30 Jahre Internet – die RGK feiert mit

Die Welt feiert heute 30 Jahre Internet. Auch wir in Forschungsinstitutionen und wissenschaftlichen Redaktionen können uns heute ein Arbeiten ohne Internet nicht mehr vorstellen. Und dies nicht nur, weil E-Mail- und Datentransfer-Programme Kommunikation und Kooperation erleichtern. Römisch-Germanische Kommission (RGK) und Deutsches Archäologisches Institut (DAI) bauen ihre Nutzung des Internets und ihre Angebote im Internet stetig aus, z.B. mit Online-Publikationen und vernetzten Forschungsdaten.

Das Jahr 1989 war ein Jahr der politischen Umbrüche – und der Erfindung des Internets: Damals entwickelte Tim Berners-Lee, Physiker am Kernforschungszentrum CERN, nicht nur die Idee, die dortigen Computer miteinander zu vernetzen, sondern zugleich auch die Auszeichnungssprache HTML, einen Webserver und einen Browser: Diese drei Entwicklungen bilden den Grundstein für das World Wide Web (WWW).

Heute existieren mehr als 1,6 Milliarden Internetseiten. Viele davon sind kommerziell, jedoch gibt es auch eine Vielzahl wissenschaftlicher Seiten. Um diese und die Fülle an Forschungsdaten, Informationen und wissenschaftlichen Fakten besser zugänglich zu machen, gibt es z.B. Plattformen und Fachinformationsdienste. So publiziert die RGK via Propylaeum, dem Fachinformationsdienst für Altertumswissenschaften, ihre Zeitschriften Germania und Bericht der RGK. Auch einige unserer Buchreihen werden hier im Open Access zugänglich gemacht, z.B. ältere Bände der Römisch-Germanischen Forschungen (RGF).

Der Verbreitung von und Diskussion über wissenschaftliches Wissen dienen auch Buchbesprechungen. Diese machen einen großen Teil der Zeitschrift Germania aus – im letzten erschienenen Band wurden z.B. 40 Fachbücher rezensiert (erreichbar auch via recensio.antiquitatis). Künftig wollen wir diese Rezensionen auch im Early View zur Verfügung stellen. Wir werden die 1,6 Milliarden Internetseiten um ein weiteres Angebot ergänzen, in dem die gesetzten und gelayouteten Rezensionen noch vor dem Druck und der Online-Publikation des jeweiligen Germania-Bandes vorab frei abrufbar werden.

Für die Archäologie hat der digitale Systemumbruch noch sehr viel weiter reichende Konsequenzen.

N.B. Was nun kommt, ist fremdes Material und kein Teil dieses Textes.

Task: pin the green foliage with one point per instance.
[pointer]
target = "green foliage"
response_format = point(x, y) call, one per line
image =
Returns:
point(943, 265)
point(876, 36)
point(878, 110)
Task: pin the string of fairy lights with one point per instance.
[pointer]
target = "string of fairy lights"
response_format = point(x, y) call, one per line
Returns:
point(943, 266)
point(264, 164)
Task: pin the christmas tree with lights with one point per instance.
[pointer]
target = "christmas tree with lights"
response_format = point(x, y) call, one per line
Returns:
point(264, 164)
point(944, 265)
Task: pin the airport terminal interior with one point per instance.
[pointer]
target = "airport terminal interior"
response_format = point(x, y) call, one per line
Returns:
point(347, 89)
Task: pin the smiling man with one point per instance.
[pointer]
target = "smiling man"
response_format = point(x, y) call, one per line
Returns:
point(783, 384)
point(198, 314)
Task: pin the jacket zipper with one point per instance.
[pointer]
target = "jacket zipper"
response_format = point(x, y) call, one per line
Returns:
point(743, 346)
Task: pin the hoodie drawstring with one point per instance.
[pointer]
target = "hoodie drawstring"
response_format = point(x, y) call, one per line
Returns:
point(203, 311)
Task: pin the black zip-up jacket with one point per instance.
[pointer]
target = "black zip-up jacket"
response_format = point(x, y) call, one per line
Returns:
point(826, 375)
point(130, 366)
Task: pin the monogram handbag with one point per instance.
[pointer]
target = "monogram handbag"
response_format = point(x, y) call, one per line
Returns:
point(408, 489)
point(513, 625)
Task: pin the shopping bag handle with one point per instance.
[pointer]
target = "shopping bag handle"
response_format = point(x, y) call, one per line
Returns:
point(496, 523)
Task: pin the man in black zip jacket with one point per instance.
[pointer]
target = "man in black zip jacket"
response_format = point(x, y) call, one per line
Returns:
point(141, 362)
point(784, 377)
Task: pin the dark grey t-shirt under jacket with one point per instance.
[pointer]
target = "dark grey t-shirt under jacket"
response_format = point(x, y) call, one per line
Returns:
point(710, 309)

Über viele Forschergenerationen hinweg entstanden Grabungsaufzeichnungen in Form von Messungen, Beschreibungen, Fotos, Zeichnungen usw. Heute jedoch werden diese Primärquellen digital produziert. Das DAI ist nun auf dem Weg zu einer umfassenden digitalen Forschungsumgebung, in der alle Primärquellen nachhaltig digital gesichert und Datenbestände international vernetzt werden. Eine zentrale Rolle spielt hier das von der DFG geförderte Projekt IANUS – ein digitales Forschungsdatenzentrum für die Archäologien und Altertumswissenschaften in Deutschland entwickelt. Darüber hinaus baut das DAI die „iDAI.welt“ auf – eine vernetzte Datenwelt für die internationale Forschung und den weltweiten Kulturerhalt. Die iDAI.welt besteht aus aufeinander abgestimmten, langfristigen Einzelmodulen, orientiert an Open Access und Open Source, in denen Daten, Standards und Analyseprozesse verarbeitet werden.

Im Rahmen von internationalen Kooperationen ist das DAI ist auch an führenden internetbasierten Projekten wie Nomisma beteiligt, das stabile digitale Repräsentationen numismatischer Konzepte nach den Prinzipien von Linked Open Data zur Verfügung stellt und die Grundlage für Websites wie Online Coins of the Roman Empire (OCRE) bereit stellt.

So wird Wissen nicht nur gesichert, sondern weltweit nutzbar und vernetzt – ein echtes World Wide Web des Wissens.

Heute setzt sich Tim Berners-Lee übrigens mit seiner Web Foundation für ein Internet ohne Datenmissbrauch, Desinformationen, Hassreden und Zensur ein und hat einen offenen Brief hierzu verfasst (#Web30 #ForTheWeb). Er sieht dafür die Internet-Firmen und Regierungen, aber auch die Zivilgesellschaft in der Pflicht.